Patient-Centered Medical Home

Our system is in need of substantial redesign, and new approaches are required that build on existing evidence. Primary care is essential for sustainable high-performance health care and is actively redesigning its methods to provide everyone a patient-centered medical home.

The patient-centered medical home is the current platform for the substantial redesign of primary care practice, nationwide. This overhaul of the primary healthcare system represents an unprecedented opportunity to improve healthcare for the entire population.

Medical Home Background

The patient centered medical home is an approach to providing comprehensive primary care for children, youth and adults. The medical home is a healthcare setting that facilitates partnerships among different healthcare professionals, including primary care providers, individual patients and, when appropriate, the patient's family.

The four major primary care medical societies united to outline seven joint principles for the patient-centered medical home. While behavioral health integration is not explicitly included in these principles, it is understood that if primary care and behavioral health are inseparable, then behavioral health must be a core element within the medical home.
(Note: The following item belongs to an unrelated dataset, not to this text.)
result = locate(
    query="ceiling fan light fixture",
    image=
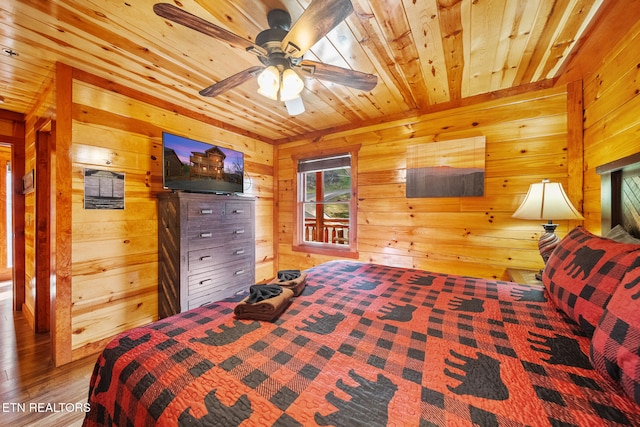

The two core principles of the medical home most apropos to the inclusion of behavioral health are whole person orientation and integrated service delivery.

Patient Centered Medical Home
 

Medical Home Joint Principles

1. Personal physician — each patient has an ongoing relationship with a personal physician trained to provide first contact, continuous and comprehensive care.

2. Physician-directed medical practice — the personal physician leads a team of individuals at the practice level who collectively take responsibility for the ongoing care of patients.

3. Whole person orientation — the personal physician is responsible for providing for all the patient's health care needs or taking responsibility for appropriately arranging care with other qualified professionals. This includes care for all stages of life; acute care, chronic care, preventive services, and end of life care.

4. Care is coordinated and integrated across all elements of the complex health care system (e.g., subspecialty care, hospitals, home health agencies, nursing homes) and the patient’s community (e.g., family, public and private community-based services).

Care is facilitated by registries, information technology, health information exchange, and other means to assure that patients get the indicated care when and where they need and want it in a culturally and linguistically appropriate manner.

 

Medical Home Joint Principles

5. Quality and safety are hallmarks of the medical home:

  • Practices advocate for their patients to support the attainment of optimal, patient-centered outcomes that are defined by a care planning process driven by a compassionate, robust partnership between physicians, patients, and the patient's family.
  • Evidence-based medicine and clinical decision-support tools guide decision making.
  • Physicians in the practice accept accountability for continuous quality improvement through voluntary engagement in performance measurement and improvement.
  • Patients actively participate in decision-making and feedback is sought to ensure patients' expectations are being met.
  • Information technology is utilized appropriately to support optimal patient care, performance measurement, patient education, and enhanced communication.
  • Practices go through a voluntary recognition process by an appropriate non-governmental entity to demonstrate that they have the capabilities to provide patient centered services consistent with the medical home model.
  • Patients and families participate in quality improvement activities at the practice level.

6. Enhanced access to care is available through systems such as open scheduling, expanded hours and new options for communication between patients, their personal physician, and practice staff.

7. Payment appropriately recognizes the added value provided to patients who have a patient-centered medical home. The payment structure should be based on the following framework:

  • It should reflect the value of physician and non-physician staff patient-centered care management work that falls outside of the face-to-face visit.
  • It should pay for services associated with coordination of care both within a given practice and between consultants, ancillary providers, and community resources.
  • It should support adoption and use of health information technology for quality improvement.
  • It should support provision of enhanced communication access such as secure e-mail and telephone consultation.
  • It should recognize the value of physician work associated with remote monitoring of clinical data using technology.
  • It should allow for separate fee-for-service payments for face-to-face visits. (Payments for care management services that fall outside of the face-to-face visit, as described above, should not result in a reduction in the payments for face-to-face visits).
  • It should recognize case mix differences in the patient population being treated within the practice.
  • It should allow physicians to share in savings from reduced hospitalizations associated with physician-guided care management in the office setting.
  • It should allow for additional payments for achieving measurable and continuous quality improvements.